AFAC, ou le Jardin arabe sous toutes ses boutures

Créé en 2007, l’incontournable Fonds Arabe pour la culture et les arts (AFAC) est devenu, au fil des ans, l’indispensable parrain de la scène créative régionale. Pour célébrer ses 15 ans de vitalité, le rendez-vous est donné à Rabat du 31 août au 2 septembre avec « On Entering the Garden », une série d’événements autour de la thématique des jardins. Rencontre, à cette occasion, avec Rasha Salti et Tarek el-Ariss, les curateurs de l’évènement.
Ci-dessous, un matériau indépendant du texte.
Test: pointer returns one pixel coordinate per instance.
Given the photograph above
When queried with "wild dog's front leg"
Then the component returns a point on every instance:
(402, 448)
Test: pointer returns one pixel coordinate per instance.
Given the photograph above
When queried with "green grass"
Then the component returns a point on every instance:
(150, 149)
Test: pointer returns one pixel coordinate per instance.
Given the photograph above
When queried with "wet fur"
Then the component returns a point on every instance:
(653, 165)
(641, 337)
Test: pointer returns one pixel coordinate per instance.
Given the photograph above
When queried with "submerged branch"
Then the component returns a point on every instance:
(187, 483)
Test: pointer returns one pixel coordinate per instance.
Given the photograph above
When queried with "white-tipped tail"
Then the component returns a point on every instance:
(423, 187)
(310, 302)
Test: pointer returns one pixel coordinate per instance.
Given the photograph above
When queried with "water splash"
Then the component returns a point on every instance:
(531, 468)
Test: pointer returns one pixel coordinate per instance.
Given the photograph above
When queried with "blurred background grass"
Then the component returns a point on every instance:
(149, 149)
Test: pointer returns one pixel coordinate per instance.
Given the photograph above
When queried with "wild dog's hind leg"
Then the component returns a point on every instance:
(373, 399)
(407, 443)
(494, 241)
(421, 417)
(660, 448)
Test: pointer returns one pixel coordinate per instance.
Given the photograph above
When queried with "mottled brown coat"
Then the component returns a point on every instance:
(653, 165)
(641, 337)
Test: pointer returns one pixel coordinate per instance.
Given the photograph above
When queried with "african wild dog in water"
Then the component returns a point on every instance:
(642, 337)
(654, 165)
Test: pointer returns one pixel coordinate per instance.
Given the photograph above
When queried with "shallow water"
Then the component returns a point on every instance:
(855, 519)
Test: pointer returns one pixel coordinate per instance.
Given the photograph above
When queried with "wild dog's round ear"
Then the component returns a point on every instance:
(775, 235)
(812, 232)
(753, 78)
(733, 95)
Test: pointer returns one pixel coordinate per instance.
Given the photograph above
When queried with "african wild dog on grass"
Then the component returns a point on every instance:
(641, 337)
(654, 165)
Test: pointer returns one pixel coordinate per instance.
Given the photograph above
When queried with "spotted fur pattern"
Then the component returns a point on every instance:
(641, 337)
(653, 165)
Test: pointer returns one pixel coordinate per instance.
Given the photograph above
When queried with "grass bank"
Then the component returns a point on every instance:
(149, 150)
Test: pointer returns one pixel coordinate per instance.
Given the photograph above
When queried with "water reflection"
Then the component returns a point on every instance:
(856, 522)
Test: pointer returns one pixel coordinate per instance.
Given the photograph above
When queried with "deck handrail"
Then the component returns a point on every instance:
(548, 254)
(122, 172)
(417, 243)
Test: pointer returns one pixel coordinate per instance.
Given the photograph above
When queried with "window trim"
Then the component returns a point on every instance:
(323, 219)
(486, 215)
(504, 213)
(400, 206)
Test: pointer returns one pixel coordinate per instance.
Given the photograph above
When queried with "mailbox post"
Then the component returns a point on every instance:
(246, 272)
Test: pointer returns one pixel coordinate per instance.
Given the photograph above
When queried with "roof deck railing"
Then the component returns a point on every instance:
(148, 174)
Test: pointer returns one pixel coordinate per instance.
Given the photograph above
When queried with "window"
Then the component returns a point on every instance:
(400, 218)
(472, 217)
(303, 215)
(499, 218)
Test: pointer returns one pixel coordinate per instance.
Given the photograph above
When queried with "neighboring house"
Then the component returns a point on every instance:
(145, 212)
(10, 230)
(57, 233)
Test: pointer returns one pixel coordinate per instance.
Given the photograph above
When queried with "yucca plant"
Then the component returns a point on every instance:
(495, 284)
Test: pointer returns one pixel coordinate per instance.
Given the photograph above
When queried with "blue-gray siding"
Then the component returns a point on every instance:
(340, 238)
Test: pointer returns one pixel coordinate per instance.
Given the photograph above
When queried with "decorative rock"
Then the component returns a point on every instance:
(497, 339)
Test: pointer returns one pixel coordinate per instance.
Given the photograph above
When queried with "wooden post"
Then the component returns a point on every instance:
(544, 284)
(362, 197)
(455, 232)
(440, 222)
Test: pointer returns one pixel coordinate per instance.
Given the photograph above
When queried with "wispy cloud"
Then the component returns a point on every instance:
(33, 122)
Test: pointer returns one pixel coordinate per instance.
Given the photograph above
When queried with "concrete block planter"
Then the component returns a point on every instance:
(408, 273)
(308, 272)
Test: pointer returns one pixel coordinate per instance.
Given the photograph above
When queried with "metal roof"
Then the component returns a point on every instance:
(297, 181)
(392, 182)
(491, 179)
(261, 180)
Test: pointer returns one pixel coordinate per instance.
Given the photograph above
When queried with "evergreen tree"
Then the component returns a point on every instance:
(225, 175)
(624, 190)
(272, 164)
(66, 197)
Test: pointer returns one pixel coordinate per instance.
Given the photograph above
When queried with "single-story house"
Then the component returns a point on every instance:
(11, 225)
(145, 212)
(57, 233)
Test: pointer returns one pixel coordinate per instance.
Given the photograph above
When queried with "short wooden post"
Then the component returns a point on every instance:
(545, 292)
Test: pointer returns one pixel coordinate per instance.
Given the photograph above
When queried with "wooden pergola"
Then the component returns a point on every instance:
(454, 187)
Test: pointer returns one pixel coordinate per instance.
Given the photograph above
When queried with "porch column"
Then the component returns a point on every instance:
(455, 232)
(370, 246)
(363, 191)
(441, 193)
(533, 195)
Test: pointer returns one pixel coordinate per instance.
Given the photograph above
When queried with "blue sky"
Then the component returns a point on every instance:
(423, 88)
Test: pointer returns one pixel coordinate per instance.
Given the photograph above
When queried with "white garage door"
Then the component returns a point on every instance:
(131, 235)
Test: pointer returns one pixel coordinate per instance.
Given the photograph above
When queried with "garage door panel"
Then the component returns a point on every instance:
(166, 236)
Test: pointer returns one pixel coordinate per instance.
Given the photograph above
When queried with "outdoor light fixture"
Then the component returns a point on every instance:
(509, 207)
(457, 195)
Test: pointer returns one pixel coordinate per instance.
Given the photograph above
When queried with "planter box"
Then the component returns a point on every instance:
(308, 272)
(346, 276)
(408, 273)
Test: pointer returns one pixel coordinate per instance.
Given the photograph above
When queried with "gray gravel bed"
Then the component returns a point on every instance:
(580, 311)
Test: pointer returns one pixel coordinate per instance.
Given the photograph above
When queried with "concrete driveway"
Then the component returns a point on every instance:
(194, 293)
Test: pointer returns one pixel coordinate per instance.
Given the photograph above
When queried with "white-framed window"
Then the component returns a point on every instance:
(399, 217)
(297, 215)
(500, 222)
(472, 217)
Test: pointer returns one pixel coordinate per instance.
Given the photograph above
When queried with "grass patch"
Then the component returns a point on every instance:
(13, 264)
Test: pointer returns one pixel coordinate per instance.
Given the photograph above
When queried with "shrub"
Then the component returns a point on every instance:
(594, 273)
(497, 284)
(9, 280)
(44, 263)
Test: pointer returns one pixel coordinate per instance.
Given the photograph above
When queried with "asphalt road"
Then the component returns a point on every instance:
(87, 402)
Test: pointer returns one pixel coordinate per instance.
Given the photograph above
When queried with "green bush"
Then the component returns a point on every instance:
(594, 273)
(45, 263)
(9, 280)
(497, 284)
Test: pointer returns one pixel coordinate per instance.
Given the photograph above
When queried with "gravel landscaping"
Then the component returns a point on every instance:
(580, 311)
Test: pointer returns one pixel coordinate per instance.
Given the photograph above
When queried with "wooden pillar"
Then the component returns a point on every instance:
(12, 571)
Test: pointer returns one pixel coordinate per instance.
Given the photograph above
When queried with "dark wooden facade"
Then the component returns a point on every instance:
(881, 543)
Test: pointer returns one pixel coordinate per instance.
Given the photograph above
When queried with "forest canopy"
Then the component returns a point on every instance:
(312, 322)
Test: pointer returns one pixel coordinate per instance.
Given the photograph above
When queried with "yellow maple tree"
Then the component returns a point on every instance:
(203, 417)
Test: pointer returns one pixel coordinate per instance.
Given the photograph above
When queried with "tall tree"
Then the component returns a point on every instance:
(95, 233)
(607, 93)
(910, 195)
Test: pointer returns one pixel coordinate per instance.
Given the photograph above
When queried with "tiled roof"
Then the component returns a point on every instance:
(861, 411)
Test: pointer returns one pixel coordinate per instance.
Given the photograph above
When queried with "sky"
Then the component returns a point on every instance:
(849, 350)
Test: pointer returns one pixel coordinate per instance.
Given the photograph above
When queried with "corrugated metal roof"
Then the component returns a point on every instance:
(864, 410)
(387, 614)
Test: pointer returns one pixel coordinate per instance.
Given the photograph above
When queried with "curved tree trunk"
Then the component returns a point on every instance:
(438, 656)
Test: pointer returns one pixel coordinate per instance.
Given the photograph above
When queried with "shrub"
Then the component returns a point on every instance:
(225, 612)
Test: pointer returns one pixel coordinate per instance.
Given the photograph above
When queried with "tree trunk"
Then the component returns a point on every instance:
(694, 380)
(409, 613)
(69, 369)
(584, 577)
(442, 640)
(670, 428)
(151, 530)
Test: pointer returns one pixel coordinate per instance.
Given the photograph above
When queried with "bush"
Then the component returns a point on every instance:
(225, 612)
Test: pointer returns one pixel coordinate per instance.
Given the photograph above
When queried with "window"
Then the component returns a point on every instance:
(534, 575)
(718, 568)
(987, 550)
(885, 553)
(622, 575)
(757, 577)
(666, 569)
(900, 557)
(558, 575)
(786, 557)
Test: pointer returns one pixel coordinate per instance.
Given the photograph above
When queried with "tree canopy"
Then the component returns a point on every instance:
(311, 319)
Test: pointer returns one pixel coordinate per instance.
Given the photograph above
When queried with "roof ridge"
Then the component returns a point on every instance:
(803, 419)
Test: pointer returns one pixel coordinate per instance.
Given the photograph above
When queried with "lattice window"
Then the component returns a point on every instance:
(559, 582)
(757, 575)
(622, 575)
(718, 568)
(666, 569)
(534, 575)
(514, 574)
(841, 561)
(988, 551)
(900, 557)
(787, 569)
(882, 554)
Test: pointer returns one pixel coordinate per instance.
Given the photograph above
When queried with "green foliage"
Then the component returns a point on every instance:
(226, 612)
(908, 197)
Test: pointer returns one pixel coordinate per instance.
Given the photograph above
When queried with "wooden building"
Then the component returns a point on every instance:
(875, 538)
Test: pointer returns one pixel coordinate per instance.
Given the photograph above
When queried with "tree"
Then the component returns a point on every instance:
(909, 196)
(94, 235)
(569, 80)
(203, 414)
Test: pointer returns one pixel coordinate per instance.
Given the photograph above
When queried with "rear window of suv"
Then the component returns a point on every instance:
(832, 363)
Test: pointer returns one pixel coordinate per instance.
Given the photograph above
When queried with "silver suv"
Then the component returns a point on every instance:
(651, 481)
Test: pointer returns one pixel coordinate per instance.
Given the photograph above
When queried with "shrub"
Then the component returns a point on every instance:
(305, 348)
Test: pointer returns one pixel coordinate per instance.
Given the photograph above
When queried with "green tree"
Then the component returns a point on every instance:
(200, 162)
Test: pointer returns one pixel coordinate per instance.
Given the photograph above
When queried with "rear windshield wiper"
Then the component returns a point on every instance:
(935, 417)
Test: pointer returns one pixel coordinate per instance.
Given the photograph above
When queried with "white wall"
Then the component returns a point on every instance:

AFAC, ou le Jardin arabe sous toutes ses boutures

« Engrams in the Library at Night » de Rana el-Nemr. Photo DR

Rythme ternaire : c’est sur un pas faste, lourd et majestueux que s’avancent les instruments introduisant le corps de vestale, le visage immaculé puis le phrasé mélancolique de la sublime Asmahan. Nous sommes en 1938. Sur des paroles de Abdelaziz Salam et une composition de Medhat Assem, la diva syro-libanaise s’apprête à entrer dans l’enclos d’un jardin d’où émane un parfum de fleurs enivrant. Luxuriante langueur, ses yeux émeraude se posent sur le chant d’amour d’un rossignol qui semble peut-être chanter, dans Dakhalti marra fi gineina, l’un des derniers glas de la Nahda (Renaissance) commencée quelques deux siècles plus tôt. Nous sommes à la veille de la grande déflagration, l’heure est grave ; la Renaissance cède le pas à la fabrique des remords.


Rasha Salti. DR

De ce jardin mélancolique, pourtant, et à presque un siècle d’intervalle, une branche de jasmin de nuit semble se détacher gaiement pour se faufiler dans les pixels de mon écran d’ordinateur, formant une case à l’intérieur de laquelle est installé à sa table, en plein et juste cœur d’un riad à Rabat, Tarek el-Ariss, professeur et chairman du département d’études sur le Moyen-Orient à l’Université de Dartmouth aux États-Unis. À sa droite, des tiges de géraniums rouges et fuchsia joufflues contaminent les bacs à fleurs berlinois de Rasha Salti, curatrice indépendante. Pour ma part, me voilà assis à mon bureau dans un enclos de béton, à Beyrouth, d’où résistent encore çà et là des souimanga de Palestine et autres pigeons affolés. Rencontre tripartite, faunique et florale pour tenter de débroussailler ce qui perdure de l’éden arabe.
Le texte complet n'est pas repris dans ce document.